Leur médecin, cancérologue et radiothérapeute a réalisé des prouesses avec Khaled. Les machines de radiothérapie de l’époque, certes efficaces, sont non moins assez agressives localement pour les patients. Par ailleurs, ce même médecin leur a déconseillé toute conception, du fait que la fertilité masculine était momentanément défaillante, du fait de la chimiothérapie.

Khaled se souvient avec émotion de l’ablation chirurgicale de son astrocytome (une tumeur développée à partir des cellules gliales, qui constituent le tissu de soutien des neurones), à Rabat, par un excellent neurochirurgien. Il est resté 4 heures sur le billard.
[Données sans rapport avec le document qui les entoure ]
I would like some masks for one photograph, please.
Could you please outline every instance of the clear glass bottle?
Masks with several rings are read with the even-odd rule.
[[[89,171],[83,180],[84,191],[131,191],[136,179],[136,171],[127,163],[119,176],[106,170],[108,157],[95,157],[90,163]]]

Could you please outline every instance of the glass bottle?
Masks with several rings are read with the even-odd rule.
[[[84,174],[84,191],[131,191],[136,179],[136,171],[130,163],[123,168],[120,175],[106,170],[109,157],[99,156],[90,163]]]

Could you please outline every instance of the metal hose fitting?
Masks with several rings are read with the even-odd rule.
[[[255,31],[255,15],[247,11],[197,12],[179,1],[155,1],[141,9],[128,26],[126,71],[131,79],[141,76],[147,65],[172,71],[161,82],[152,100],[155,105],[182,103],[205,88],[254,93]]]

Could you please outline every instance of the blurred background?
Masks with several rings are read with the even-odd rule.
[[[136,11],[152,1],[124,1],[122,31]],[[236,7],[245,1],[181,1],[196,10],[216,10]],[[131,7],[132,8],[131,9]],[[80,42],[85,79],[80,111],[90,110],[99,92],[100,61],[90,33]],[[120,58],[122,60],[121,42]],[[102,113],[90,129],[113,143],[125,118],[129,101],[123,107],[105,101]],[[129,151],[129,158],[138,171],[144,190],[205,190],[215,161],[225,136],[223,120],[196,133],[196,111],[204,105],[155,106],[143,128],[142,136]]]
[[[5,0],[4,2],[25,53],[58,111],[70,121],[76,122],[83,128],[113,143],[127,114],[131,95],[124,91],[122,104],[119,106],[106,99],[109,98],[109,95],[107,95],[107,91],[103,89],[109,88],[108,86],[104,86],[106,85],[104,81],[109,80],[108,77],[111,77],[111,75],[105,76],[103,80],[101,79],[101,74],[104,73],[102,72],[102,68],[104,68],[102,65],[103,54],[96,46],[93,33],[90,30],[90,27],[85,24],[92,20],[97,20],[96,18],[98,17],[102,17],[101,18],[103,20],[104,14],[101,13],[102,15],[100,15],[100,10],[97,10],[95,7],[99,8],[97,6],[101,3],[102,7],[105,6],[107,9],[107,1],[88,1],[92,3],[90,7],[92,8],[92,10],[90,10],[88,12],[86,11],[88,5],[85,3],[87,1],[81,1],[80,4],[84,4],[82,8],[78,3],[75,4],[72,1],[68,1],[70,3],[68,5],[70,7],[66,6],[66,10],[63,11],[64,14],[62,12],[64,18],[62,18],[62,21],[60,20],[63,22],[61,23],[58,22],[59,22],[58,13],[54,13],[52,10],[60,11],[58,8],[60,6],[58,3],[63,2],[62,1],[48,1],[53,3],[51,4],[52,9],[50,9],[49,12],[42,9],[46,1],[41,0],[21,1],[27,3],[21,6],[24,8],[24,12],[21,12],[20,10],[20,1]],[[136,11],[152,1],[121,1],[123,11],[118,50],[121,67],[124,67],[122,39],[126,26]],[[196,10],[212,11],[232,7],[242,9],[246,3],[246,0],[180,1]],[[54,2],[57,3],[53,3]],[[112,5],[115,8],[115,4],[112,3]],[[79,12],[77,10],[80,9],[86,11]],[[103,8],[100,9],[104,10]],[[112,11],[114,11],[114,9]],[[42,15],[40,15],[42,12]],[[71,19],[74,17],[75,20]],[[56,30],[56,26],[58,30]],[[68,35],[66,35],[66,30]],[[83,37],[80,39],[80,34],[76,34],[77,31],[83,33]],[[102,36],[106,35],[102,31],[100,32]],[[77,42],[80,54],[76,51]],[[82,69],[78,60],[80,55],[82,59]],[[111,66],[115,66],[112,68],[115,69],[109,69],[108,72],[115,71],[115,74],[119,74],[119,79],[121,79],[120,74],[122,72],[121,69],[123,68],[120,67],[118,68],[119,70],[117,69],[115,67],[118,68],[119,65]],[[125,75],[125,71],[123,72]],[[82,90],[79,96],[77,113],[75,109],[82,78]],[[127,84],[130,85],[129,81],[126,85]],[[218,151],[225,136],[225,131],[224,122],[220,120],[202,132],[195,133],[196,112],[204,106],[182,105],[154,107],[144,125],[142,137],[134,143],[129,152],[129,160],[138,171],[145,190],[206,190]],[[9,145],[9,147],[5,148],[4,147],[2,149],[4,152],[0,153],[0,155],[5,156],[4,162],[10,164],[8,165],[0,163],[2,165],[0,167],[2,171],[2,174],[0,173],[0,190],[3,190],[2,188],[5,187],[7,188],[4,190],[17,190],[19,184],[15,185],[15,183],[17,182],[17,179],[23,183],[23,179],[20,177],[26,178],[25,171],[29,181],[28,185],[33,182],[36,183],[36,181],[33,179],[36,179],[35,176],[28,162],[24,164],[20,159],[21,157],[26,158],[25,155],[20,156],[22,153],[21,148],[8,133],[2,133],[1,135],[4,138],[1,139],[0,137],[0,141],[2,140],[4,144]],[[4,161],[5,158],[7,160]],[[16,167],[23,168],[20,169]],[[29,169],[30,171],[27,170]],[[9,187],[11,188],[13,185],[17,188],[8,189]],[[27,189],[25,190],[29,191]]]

Il tient par ailleurs à remercier l’organisme marocain de prévoyance sociale, qui lui a permis de bénéficier des meilleurs traitements disponibles au Maroc. Et bien qu’il ait eu la possibilité d’être pris en charge en France, il a préféré être soigné par des équipes médicales marocaines, ce qui lui a d’ailleurs permis d’être entouré d’un soutien familial, psychologiquement indispensable.

Et tout en soulevant son béret, comme signe d’au revoir, il a effleuré avec douceur la cicatrice qui traverse son crâne d’avant en arrière… Tout en tendant l’autre main à son épouse, qui, au volant de leur voiture, les ramènera tout à l’heure à Casablanca, dans leur foyer familial.

*Le Dr Anwar Cherkaoui est médecin. Lauréat du cycle supérieur de l'Iscae, il a été, trente années durant, le responsable de la communication médicale du CHU Ibn Sina de Rabat.